Ingredients
The following ingredients have 6 Servings
- 3 (1.2kg) whole corn cobs
- 1 small_piece small red onion (100g)
- 1 kilogram spinach
- 2 eggs
- 2 tablespoon fresh flat-leaf parsley, coarsely chopped
- 1/2 cup (75g) plain (all-purpose) flour
- 1/2 cup (75g) self-raising flour cooking-oil spray
- 6 (390g) rindless bacon slices
- 250 gram cherry truss tomatoes
Instruction
- Discard husk and silk from corn, cut kernels from cob. Peel and coarsely chop onion. Trim spinach, wash and drain leaves.

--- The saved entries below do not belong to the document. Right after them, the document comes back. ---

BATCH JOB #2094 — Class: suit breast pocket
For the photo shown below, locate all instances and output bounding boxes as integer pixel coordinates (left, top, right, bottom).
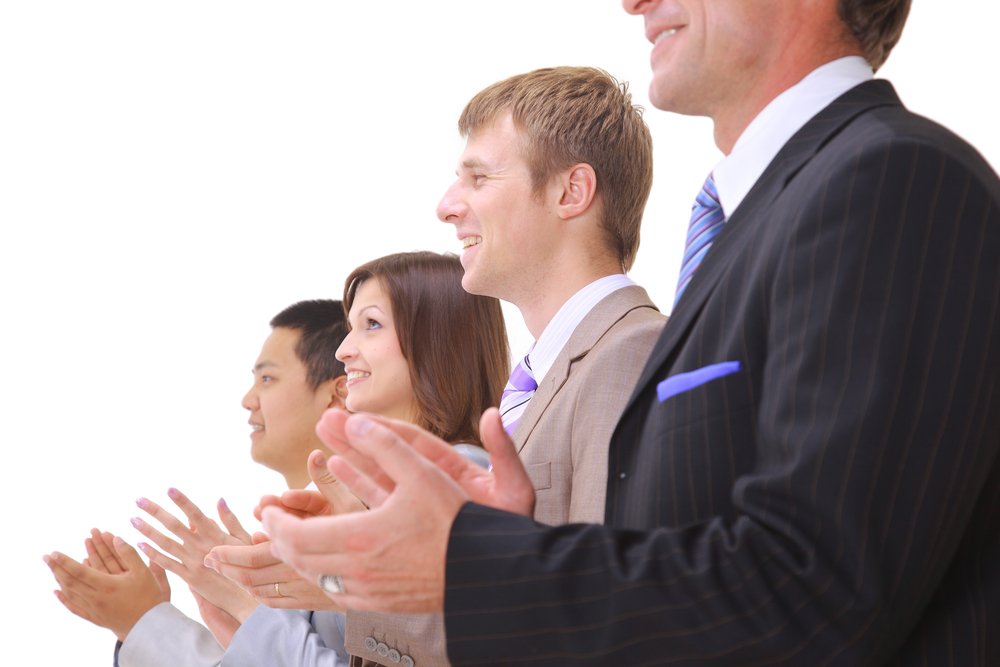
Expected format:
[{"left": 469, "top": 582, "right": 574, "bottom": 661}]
[
  {"left": 652, "top": 365, "right": 754, "bottom": 435},
  {"left": 634, "top": 369, "right": 756, "bottom": 524},
  {"left": 524, "top": 461, "right": 551, "bottom": 490}
]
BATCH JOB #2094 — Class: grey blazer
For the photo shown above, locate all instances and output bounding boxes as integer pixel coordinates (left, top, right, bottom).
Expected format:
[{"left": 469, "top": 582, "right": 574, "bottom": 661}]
[
  {"left": 345, "top": 284, "right": 666, "bottom": 666},
  {"left": 117, "top": 602, "right": 350, "bottom": 667}
]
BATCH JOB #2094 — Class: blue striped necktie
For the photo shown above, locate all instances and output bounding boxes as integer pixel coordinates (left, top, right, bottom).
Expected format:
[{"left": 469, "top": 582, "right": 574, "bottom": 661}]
[
  {"left": 675, "top": 172, "right": 725, "bottom": 306},
  {"left": 499, "top": 354, "right": 537, "bottom": 435}
]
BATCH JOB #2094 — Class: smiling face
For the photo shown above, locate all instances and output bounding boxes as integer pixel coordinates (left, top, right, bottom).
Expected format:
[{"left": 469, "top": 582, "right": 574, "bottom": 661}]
[
  {"left": 241, "top": 326, "right": 339, "bottom": 485},
  {"left": 336, "top": 279, "right": 419, "bottom": 422},
  {"left": 626, "top": 0, "right": 786, "bottom": 113},
  {"left": 436, "top": 114, "right": 558, "bottom": 304},
  {"left": 622, "top": 0, "right": 835, "bottom": 149}
]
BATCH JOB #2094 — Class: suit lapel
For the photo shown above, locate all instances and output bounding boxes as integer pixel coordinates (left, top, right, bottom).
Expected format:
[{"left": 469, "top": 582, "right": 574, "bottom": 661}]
[
  {"left": 623, "top": 80, "right": 904, "bottom": 408},
  {"left": 513, "top": 285, "right": 658, "bottom": 452}
]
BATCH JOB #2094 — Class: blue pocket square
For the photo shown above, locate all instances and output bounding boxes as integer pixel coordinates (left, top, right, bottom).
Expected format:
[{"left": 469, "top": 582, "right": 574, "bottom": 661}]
[{"left": 657, "top": 361, "right": 742, "bottom": 402}]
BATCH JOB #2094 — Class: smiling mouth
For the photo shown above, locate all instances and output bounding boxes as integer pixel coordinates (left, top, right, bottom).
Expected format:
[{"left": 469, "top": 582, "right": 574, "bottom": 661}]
[
  {"left": 655, "top": 28, "right": 679, "bottom": 43},
  {"left": 347, "top": 370, "right": 370, "bottom": 381},
  {"left": 462, "top": 236, "right": 482, "bottom": 249}
]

- Reserve 1 cup corn kernels. Process remaining corn, onion, eggs and parsley until coarsely chopped, transfer to large bowl. Stir in sifted flours and reserved corn kernels. Season.
- Preheat oven to 120°C (100°C fan forced).
- Spray large heated frying pan with cooking oil, cook bacon until crisp. Place on oven tray.
- Cook tomatoes in same heated pan until skins start to split, place on tray with bacon. Wipe out pan. Transfer tray to oven to keep warm.
- Spray same heated pan with cooking oil, working in batches, drop ¼ cup batter into pan for each fritter. Using spatula, spread batter into rounds, cook about 2 minutes each side or until cooked through. Transfer fritters to tray in oven to keep warm. Repeat to make 12 fritters, wiping out pan between batches.
- Cook spinach, in batches, in same heated pan until wilted. Drain off excess liquid, season.
- Serve fritters with spinach, bacon and tomatoes.